Metadata-Version: 2.1
Name: duplicate-images
Version: 0.5.1
Summary: Finds equal or similar images in a directory containing (many) image files
Home-page: https://github.com/lene/DuplicateImages
Author: Lene Preuss
Author-email: lene.preuss@gmail.com
Requires-Python: >=3.8.5,<4.0.0
Classifier: Development Status :: 3 - Alpha
Classifier: Environment :: Console
Classifier: Programming Language :: Python :: 3
Classifier: Programming Language :: Python :: 3.9
Classifier: Topic :: Multimedia :: Graphics
Classifier: Topic :: Utilities
Requires-Dist: Wand (>=0.6.5,<0.7.0)
Requires-Dist: coloredlogs (>=15.0,<16.0)
Requires-Dist: imagehash (>=4.2.0,<5.0.0)
Requires-Dist: pillow (>=8.1.0,<9.0.0)
Requires-Dist: tqdm (>=4.56.0,<5.0.0)
Project-URL: Repository, https://github.com/lene/DuplicateImages.git
Description-Content-Type: text/markdown

# Finding Duplicate Images

Finds equal or similar images in a directory containing (many) image files.

## Usage

Installing:
```shell
$ pip install duplicate_images
```

Printing the help screen:
```shell
$ find-dups -h
```

Quick test run:
```shell
$ find-dups $IMAGE_ROOT 
```

Typical usage:
```shell
$ find-dups $IMAGE_ROOT \
    --parallel --progress \
    --algorithm phash --on-equal print \
    --hash-db hashes.pickle
```

### Image comparison algorithms

Use the `--algorithm` option to select how equal images are found.

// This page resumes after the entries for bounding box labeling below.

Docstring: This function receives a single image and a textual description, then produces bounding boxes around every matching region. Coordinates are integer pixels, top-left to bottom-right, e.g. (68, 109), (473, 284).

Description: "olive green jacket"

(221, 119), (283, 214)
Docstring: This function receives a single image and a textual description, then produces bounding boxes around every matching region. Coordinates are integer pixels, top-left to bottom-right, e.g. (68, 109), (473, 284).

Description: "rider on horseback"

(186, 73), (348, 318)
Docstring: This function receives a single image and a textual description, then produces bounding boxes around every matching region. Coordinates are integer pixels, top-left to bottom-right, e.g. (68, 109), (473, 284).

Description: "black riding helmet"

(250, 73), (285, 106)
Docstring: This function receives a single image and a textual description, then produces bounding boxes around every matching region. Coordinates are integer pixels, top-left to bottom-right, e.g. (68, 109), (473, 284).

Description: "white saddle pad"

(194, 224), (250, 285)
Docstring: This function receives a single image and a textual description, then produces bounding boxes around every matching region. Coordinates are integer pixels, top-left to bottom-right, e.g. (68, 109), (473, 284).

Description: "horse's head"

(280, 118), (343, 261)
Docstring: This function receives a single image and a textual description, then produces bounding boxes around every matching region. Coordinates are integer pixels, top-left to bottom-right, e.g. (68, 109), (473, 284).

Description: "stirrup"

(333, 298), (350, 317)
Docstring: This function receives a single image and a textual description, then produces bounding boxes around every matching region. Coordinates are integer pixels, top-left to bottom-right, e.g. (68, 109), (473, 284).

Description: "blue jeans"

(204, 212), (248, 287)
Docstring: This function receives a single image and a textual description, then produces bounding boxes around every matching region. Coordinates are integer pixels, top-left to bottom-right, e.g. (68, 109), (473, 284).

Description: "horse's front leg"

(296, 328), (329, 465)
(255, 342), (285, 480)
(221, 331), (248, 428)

`ahash`, `colorhash`, `dhash`, `phash`, `whash`: five different image hashing algorithms. See 
https://pypi.org/project/ImageHash for an introduction on image hashing and 
https://tech.okcupid.com/evaluating-perceptual-image-hashes-okcupid for some gory details which
image hashing algorithm performs best in which situation. For a start I recommend using `phash`, 
and only evaluating the other algorithms if `phash` does not perform satisfactorily in your use 
case.

### Actions for matching image pairs

Use the `--on-equal` option to select what to do to pairs of equal images.
- `delete-first`: deletes the first of the two files
- `delete-second`: deletes the second of the two files
- `delete-bigger` or `d>`: deletes the file with the bigger size
- `delete-smaller` or `d<`: deletes the file with the smaller size
- `eog`: launches the `eog` image viewer to compare the two files
- `xv`: launches the `xv` image viewer to compare the two files
- `print`: prints the two files
- `quote`: prints the two files with quotes around each 
- `none`: does nothing.
The default action is `print`.
  
### Parallel execution

Use the `--parallel` option to utilize all free cores on your system. 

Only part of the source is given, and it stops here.